A Bronze Figure of ‘La Nature se dévoilant devant la Science’ by Louis-Ernest Barrias.
Inscribed ‘E. Barrias’ and with Susse Frères foundry cachet and further Susse inscription.
This alluring bronze figure is a finely cast example of Barrias’s most celebrated work, an homage to advances made in scientific exploration and a masterpiece of early art nouveau. The figure depicts a young woman, the allegory of Nature, removing her veil to reveal her face and bare breasts to the cold gaze of science.
The figure first appeared in white marble at the Paris Salon of 1893 as ‘La Nature mystérieuse et voilée se découvre devant la Science’ and was acquired by the faculty at l’Ecole de Médecine in Bordeaux. Barrias returned to the theme a few years later exhibiting a related sculpture at the 1899 Salon, simply titled ‘La Nature se dévoilant’. Following in the spirit of pioneers of polychromy such as Charles-Henri-Joseph Cordier and Eugène Cornu this figure was carved using expensive and luxurious materials such as Algerian onyx for the drapery, lapis lazuli for the ribbon and malachite for the scarab. This figure is now in the collection of the Muse d’Orsay.
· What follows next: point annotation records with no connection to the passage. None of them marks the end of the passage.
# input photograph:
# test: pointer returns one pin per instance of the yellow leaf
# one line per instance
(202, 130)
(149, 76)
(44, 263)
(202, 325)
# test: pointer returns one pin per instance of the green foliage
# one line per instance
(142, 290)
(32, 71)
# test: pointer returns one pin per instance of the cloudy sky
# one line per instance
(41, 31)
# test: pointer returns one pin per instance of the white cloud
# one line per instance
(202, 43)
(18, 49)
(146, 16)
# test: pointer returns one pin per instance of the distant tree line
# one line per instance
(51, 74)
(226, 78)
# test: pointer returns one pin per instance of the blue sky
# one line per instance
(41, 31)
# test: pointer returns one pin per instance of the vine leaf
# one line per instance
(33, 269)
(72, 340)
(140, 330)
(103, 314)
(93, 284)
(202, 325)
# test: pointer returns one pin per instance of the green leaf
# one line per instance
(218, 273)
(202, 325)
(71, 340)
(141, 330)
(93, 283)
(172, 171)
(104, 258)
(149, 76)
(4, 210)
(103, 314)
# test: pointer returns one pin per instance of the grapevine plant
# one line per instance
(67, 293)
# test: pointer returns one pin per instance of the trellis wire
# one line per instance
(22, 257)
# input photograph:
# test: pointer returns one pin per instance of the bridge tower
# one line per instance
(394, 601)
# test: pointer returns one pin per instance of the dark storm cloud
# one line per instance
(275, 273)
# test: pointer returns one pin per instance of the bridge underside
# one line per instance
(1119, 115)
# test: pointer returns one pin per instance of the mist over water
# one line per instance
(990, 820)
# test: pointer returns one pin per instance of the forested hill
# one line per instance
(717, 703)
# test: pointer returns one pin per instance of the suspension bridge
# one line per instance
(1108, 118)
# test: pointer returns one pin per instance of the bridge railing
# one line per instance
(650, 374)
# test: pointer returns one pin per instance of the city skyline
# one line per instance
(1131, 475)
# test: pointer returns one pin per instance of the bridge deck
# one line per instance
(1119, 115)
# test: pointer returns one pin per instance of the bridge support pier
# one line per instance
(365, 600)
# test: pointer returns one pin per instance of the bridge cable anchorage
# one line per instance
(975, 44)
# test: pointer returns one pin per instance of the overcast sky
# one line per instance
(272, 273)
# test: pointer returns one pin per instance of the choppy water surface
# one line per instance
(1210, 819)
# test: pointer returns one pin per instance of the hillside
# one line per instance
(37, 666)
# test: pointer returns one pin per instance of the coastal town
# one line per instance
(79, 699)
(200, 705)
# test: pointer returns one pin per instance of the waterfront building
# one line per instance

A final version in white marble was made in 1902 and acquired by the École de Medicine in Paris.
The first bronze casts exhibited by Susse were shown in various sizes and to great critical acclaim at the 1900 Exposition Universelle. Awarded a prestigious Grand Prix at the Liège Exhibition of 1905, the renowned bronzier Théodore Millet deemed the model a tour de force for the Susse firm and proclaimed it ‘the finest of the works exhibited’.
Louis-Ernest Barrias (1841 – 1905) was one of the most celebrated and influential sculptors of the late nineteenth century. Along with contemporaries such as Batholdi (of Statue of Liberty fame), he was influential in re-inventing a new sophisticated approach to allegorical representation, evident in the romantic figure of Nature Revealing Herself, but also in handling themes of modernity such as his Allegory to Electricity for the Gallery of Machines at the 1889 Exposition Universelle.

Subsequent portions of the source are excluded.